Так, вопреки ожиданиям, публикации, связанные с поисками «неофициальной» идентичности, носили не столько апологетический, сколько проблемный характер. Речь шла не просто о попытках найти метафизическое оправдание социальной «инаковости», но об опытах, предполагающих по возможности непредвзятую самооценку. В этом смысле показательны статья Елены Игнатовой «Кто мы?» («Часы», 1985, № 55, впервые опубликована в «Обводном канале», 1983, № 4) эссе Ольги Бешенковской «Волки и кролики» («Часы», 1981, № 3) и критическая статья Бориса Останина и Александра Кобака «Кролик, беги!» («Часы», 1985, № 55).

Заметка О. Бешенковской подчеркнуто фрагментарна, чужда всякой дискурсивности, концептуально не выстроена. Вместе с тем, ряд важнейших положений сформулирован в ней очень четко. Их суть проста: современное «вестибулярно-лирическое устройство» художественного сознания четко разводит «серость» и «самоизм», «кроличью» и «волчью» модели творческой самоидентификации. При этом, что немаловажно, эта оппозиция не равнозначна противопоставлению «официальное» / «неофициальное». Предмет неприятия – стереотипность мышления, а она возможна и во «второй литературной действительности».

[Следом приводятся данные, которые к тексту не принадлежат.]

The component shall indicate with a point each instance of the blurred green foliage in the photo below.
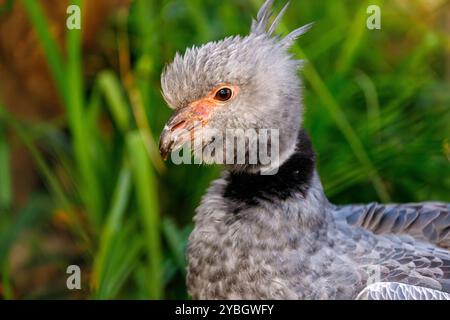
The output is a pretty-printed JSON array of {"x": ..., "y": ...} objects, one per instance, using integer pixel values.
[{"x": 377, "y": 107}]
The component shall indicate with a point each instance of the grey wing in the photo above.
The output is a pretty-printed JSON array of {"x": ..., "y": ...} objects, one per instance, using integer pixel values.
[
  {"x": 400, "y": 291},
  {"x": 428, "y": 221}
]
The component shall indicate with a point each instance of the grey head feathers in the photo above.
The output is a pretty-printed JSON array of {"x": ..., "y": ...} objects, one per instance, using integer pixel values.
[
  {"x": 259, "y": 25},
  {"x": 234, "y": 59},
  {"x": 259, "y": 64}
]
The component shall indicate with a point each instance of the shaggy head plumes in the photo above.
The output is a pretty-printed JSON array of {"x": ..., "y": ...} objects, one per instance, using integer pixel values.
[{"x": 238, "y": 83}]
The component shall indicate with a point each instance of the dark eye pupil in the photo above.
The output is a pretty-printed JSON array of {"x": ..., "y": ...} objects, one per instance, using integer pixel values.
[{"x": 223, "y": 94}]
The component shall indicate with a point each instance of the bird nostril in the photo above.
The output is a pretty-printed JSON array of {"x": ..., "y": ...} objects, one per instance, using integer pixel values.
[{"x": 179, "y": 125}]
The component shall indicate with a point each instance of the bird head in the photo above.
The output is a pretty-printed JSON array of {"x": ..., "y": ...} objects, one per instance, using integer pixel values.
[{"x": 247, "y": 83}]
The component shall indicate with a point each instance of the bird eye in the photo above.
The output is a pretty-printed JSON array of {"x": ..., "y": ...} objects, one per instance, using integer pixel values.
[{"x": 224, "y": 94}]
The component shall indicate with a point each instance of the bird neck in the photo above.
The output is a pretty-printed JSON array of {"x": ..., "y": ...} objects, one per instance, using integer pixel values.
[{"x": 295, "y": 187}]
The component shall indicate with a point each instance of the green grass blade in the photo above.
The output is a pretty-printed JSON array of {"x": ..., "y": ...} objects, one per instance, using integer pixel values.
[
  {"x": 113, "y": 224},
  {"x": 5, "y": 172},
  {"x": 110, "y": 86},
  {"x": 49, "y": 45},
  {"x": 147, "y": 200},
  {"x": 82, "y": 135}
]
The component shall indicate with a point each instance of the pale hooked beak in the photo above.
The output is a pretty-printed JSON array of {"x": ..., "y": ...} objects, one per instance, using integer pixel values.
[{"x": 182, "y": 125}]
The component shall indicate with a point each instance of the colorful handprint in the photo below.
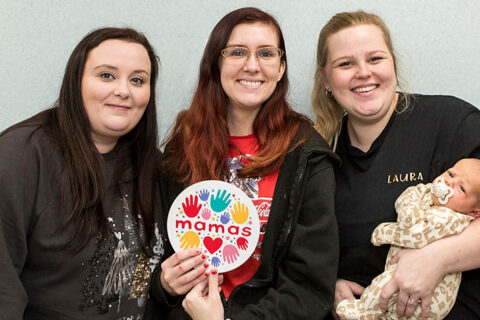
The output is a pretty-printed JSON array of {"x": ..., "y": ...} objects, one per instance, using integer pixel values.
[
  {"x": 204, "y": 194},
  {"x": 206, "y": 213},
  {"x": 242, "y": 243},
  {"x": 225, "y": 218},
  {"x": 189, "y": 240},
  {"x": 240, "y": 213},
  {"x": 220, "y": 202},
  {"x": 191, "y": 206},
  {"x": 215, "y": 262},
  {"x": 211, "y": 244},
  {"x": 230, "y": 253}
]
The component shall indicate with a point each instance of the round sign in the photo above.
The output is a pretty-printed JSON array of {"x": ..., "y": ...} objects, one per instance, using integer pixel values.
[{"x": 217, "y": 217}]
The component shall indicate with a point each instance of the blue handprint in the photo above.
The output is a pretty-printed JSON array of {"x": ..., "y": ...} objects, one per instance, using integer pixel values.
[
  {"x": 220, "y": 202},
  {"x": 215, "y": 262},
  {"x": 225, "y": 217},
  {"x": 204, "y": 195}
]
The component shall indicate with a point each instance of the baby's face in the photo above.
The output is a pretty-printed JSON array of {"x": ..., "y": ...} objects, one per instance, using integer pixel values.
[{"x": 464, "y": 180}]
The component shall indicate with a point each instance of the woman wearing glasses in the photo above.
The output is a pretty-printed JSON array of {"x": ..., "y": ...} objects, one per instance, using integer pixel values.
[{"x": 239, "y": 114}]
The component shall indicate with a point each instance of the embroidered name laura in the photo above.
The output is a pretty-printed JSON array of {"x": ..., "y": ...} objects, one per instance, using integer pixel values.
[{"x": 404, "y": 177}]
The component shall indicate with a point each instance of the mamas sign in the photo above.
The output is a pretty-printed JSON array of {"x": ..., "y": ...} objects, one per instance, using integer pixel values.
[{"x": 217, "y": 217}]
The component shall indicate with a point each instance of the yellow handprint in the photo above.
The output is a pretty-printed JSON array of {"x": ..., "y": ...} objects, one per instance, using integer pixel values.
[
  {"x": 240, "y": 213},
  {"x": 189, "y": 240}
]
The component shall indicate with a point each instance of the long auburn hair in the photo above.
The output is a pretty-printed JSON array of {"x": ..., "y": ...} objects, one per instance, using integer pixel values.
[
  {"x": 197, "y": 146},
  {"x": 66, "y": 124},
  {"x": 327, "y": 110}
]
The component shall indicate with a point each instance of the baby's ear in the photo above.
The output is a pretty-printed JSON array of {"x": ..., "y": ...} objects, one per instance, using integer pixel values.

О. Бешенковская предъявляет «неофициальной» среде суровый счет, обнаруживая в ней элементы советской конъюнктурности. Ее важнейшие признаки – общепринятые «контрштампы» и «антитрафареты», «стихостроение по утвердившейся схеме», равнодушие к публике. И «ленинградская строгопись», и «московское верхоглядство с надрывом» совпадают в «декоративно перенасыщенной пустоте», в «ущербной духовности». В этом смысле «неофициальная среда» – это тоже «крольчатник». Принципиальное отличие его обитателей – в их маргинальной позиции, отлученности от широкого читателя и общественного признания. Неспособность держать «хвост морковкой», полагает Бешенковская, еще не делает «кролика» «волком». Впрочем, «волк» в ее статье не охарактеризован даже апофатически.

Крайность оценок Бешенковской позволила сформулировать исходные посылки «неофициальной» среды уже без особой ангажированности. Статья Б. Останина и А. Кобака (4) в этом смысле – это не столько полемика, сколько попытка предъявить «позитивную», чуждую ресентимента, версию «другой» культуры.

Ее исходная посылка – отказ от «оппозиционерского», «партизанского» мышления, находящегося «в порочном симбиозе» с властью и государственными институтами. С точки зрения авторов этой работы, «дело не в том, что кого-то отлучили от крольчатника, а в том, чтобы на основе глубокого и продуманного решения <…> отлучить крольчатник от себя».

Акценты здесь смещены: концептуальная противоречивость статьи О. Бешенковской «выправлена», а ее основной посыл сведен к утверждению «иждивенчески инфантильной психологии, преобразованной в философию избранничества». «Неофициальная» культура в своей идеальной проекции соотносится Останиным и Кобаком не с «узлом, составленным из жил избранничества, психологической ущемленности и мстительности», но с равнодушием к «кормушке и микрофону», с последовательным отказом от эсхатологизма.

Статья Е. Игнатовой (5) чуть смещает ракурс анализа, предлагая еще одну версию проблемы. Автор предлагает ретроспективный взгляд на формирование «второй литературной действительности», показывая, что выбор себя и последствия этого выбора обладали несхожим содержанием. Юношеское отталкивание от возможности «обратить талант в расхожий товар» «не требовало особой отваги»; речь шла лишь об отстаивании права «свое суждение иметь». Десятилетие спустя стало ясно, что свободно избрано было совсем другое – существование «без органической культурной преемственности, без объективных критических отзывов, без возможности отстраненного восприятия своих и чужих произведений».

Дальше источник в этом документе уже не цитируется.